Kátá Kabanová, Glyndebourne Festival, 20th May to 19th June
The Glyndebourne Festival kicks off the summer opera season with a brand new production of Janácek’s tragic Kátá Kabanová. Inspired by the composer’s own infatuation with a married woman, its heroine stands alongside Anna Karenina and Emma Bovary as one of fiction’s most fascinating creations. Olivier Award-winning director Damiano Michieletto makes his festival debut with a staging that stars Kateina Knžíková in the title role, alongside veteran soprano Katarina Dalayman and British tenors David Butt Philip and Nicky Spence.
Das Lied von der Erde, Barbican, streaming 9th May
The LSO and Simon Rattle (above) return to the Barbican for the first time in over a year to perform what Bernstein called Mahler’s “greatest symphony.” Das Lied von der Erde is a monumental song-cycle of symphonic scope—a meditation on life and death that emerges directly out of the composer’s own illness and his fresh grief at the death of his daughter. Mezzo-soprano Magdalena Kožená and tenor Andrew Staples lead us from sunshine and birdsong to agony and desperate longing.

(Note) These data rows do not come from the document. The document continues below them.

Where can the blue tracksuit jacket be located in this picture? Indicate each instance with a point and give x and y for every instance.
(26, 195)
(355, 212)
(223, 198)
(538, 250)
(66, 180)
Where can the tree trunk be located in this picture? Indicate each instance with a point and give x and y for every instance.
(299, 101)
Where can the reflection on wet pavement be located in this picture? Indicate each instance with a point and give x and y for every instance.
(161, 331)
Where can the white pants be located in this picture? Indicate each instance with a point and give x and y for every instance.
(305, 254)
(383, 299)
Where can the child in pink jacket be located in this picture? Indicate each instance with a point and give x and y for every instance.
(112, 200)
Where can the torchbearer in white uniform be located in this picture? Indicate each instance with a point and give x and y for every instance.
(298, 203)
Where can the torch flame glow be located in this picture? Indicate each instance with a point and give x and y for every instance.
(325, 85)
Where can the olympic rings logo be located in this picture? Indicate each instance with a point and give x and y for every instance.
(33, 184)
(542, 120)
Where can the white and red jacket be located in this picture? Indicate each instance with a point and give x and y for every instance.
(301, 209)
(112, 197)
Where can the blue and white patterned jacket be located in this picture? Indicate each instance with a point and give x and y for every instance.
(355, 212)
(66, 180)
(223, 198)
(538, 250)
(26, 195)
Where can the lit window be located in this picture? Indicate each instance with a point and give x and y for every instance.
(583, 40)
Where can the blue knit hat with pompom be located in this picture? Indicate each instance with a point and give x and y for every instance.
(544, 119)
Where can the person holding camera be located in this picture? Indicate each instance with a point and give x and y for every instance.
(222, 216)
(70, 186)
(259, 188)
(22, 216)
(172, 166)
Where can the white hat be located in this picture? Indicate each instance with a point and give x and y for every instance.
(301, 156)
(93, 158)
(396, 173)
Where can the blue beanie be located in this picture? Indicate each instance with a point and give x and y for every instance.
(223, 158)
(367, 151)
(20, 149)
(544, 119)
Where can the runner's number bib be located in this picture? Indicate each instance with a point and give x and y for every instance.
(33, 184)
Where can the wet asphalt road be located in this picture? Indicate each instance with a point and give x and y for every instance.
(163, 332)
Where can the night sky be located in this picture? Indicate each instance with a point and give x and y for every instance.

La Clemenza di Tito, Royal Opera House, May
The ROH reopens with a rare new staging of Mozart’s final opera La Clemenza di Tito. A classical setting and old-fashioned opera seria conventions give an illusion of cool formality to a work that teems with musical invention and emotional confrontation, tussling over the universal question: what makes a good man? Olivier Award-winner Richard Jones directs. The cast has yet to be revealed, but if the show’s anything like as good as Jones’ recent sell-out Katya for the company, you’d best grab a ticket soon.